We do not sell personal data to third parties for advertising purposes.

5. Data Retention

We retain personal data for as long as necessary to fulfill the purposes described in this policy:

• Account data: Duration of your subscription plus 12 months after termination.
• Content data: Duration of distribution plus 60 days after takedown or account termination.
• Royalty & financial records: 7 years, as required by tax and financial regulations.
• Server logs: 90 days for operational purposes; 12 months for security investigations.
• Marketing consent records: Duration of consent plus 3 years after withdrawal.

6. Your Rights

Depending on your jurisdiction, you may have the following rights regarding your personal data:

• Access: Request a copy of the personal data we hold about you.
• Rectification: Request correction of inaccurate or incomplete data.
• Erasure: Request deletion of your data (“right to be forgotten”), subject to legal retention requirements.
• Portability: Receive your data in a structured, machine-readable format (JSON or CSV).
• Restriction: Request that we limit the processing of your data in certain circumstances.
• Objection: Object to processing based on legitimate interest, including profiling.
• Withdraw Consent: Withdraw consent for marketing communications at any time without affecting the lawfulness of prior processing.

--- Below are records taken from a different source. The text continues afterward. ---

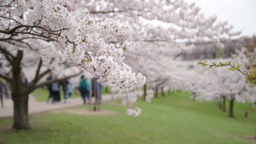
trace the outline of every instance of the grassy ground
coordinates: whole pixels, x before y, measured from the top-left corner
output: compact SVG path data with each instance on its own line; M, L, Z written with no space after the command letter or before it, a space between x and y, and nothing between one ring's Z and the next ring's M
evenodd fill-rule
M10 130L11 119L2 119L0 143L255 143L242 137L253 136L255 130L255 113L243 117L247 104L235 104L233 119L216 104L190 97L175 92L150 104L139 100L136 106L142 113L136 118L127 116L126 107L117 101L101 106L114 116L38 113L31 116L33 129L27 131Z
M102 88L102 94L111 94L110 88L103 87ZM46 101L48 98L49 92L47 89L43 88L37 88L32 92L32 94L34 96L36 100L39 101ZM64 99L64 95L62 91L61 91L61 99ZM72 98L80 97L80 92L76 89L73 93ZM1 143L0 143L1 144Z

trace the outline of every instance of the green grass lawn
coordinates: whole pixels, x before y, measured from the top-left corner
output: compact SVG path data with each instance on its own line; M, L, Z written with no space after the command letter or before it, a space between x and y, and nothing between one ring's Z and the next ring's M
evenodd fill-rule
M2 118L0 143L255 143L242 137L254 134L255 113L243 117L248 104L235 103L236 118L230 118L216 104L193 101L190 97L174 92L153 99L152 103L139 99L136 106L142 112L136 118L127 116L126 107L117 101L101 106L115 112L114 116L38 113L30 117L30 130L10 130L11 119Z
M103 87L102 94L111 94L110 88ZM46 101L48 98L49 92L47 89L43 88L39 88L32 92L32 94L34 96L36 100L39 101ZM60 94L61 99L64 99L64 95L63 91L61 91ZM73 93L72 98L80 97L81 95L80 92L76 89ZM1 143L0 143L1 144Z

To exercise any of these rights, contact our Data Protection Officer at dpo@tonegrid.pro. We will respond within 30 days (or 72 hours for NDPR requests).

7. NDPR Compliance

As a Nigerian entity, InterSpace Distribution Limited complies with the Nigeria Data Protection Regulation (NDPR) 2019, issued by the National Information Technology Development Agency (NITDA). Specifically:

• We have appointed a Data Protection Officer (DPO) as required by the NDPR.
• We conduct annual Data Protection Audits and file reports with NITDA.
• We obtain lawful consent before processing personal data of Nigerian data subjects and provide clear opt-out mechanisms.
• We maintain a data processing register documenting all processing activities.
• Data breach notifications are issued to NITDA and affected individuals within 72 hours of discovery.

Our NDPR compliance documentation is available upon request from the DPO.

8. Cookies & Tracking

We use the following categories of cookies:

We do not use advertising or cross-site tracking cookies. Analytics data is processed with IP anonymization enabled.

9. Security Measures

We implement industry-standard technical and organizational measures to protect personal data:

• AES-256 encryption at rest and TLS 1.3 in transit for all data
• Multi-tenant data isolation with per-tenant encryption keys
• Regular penetration testing and vulnerability assessments
• Role-based access control (RBAC) with multi-factor authentication
• Automated backup with geographic redundancy
• 24/7 security monitoring and incident response procedures

While we take all reasonable precautions, no system is 100% secure. We encourage you to use strong passwords and enable two-factor authentication on your account.

10. International Data Transfers

As a global platform, data may be transferred to and processed in countries outside Nigeria, including the United States and European Union. We ensure adequate protection through:

• Standard Contractual Clauses (SCCs) approved by the European Commission
• Data Processing Agreements with all sub-processors
• Assessment of adequacy of data protection in recipient countries
• Compliance with NDPR cross-border transfer requirements, including NITDA approval where necessary

11. Children’s Privacy

ToneGrid is a business-to-business platform and is not intended for use by individuals under 18 years of age. We do not knowingly collect personal data from children. If you believe a child has provided us with personal data, contact our DPO immediately.

12. Contact & Data Protection Officer

If you are unsatisfied with our response to a privacy concern, you have the right to lodge a complaint with NITDA (Nigeria) or your local supervisory authority (EU).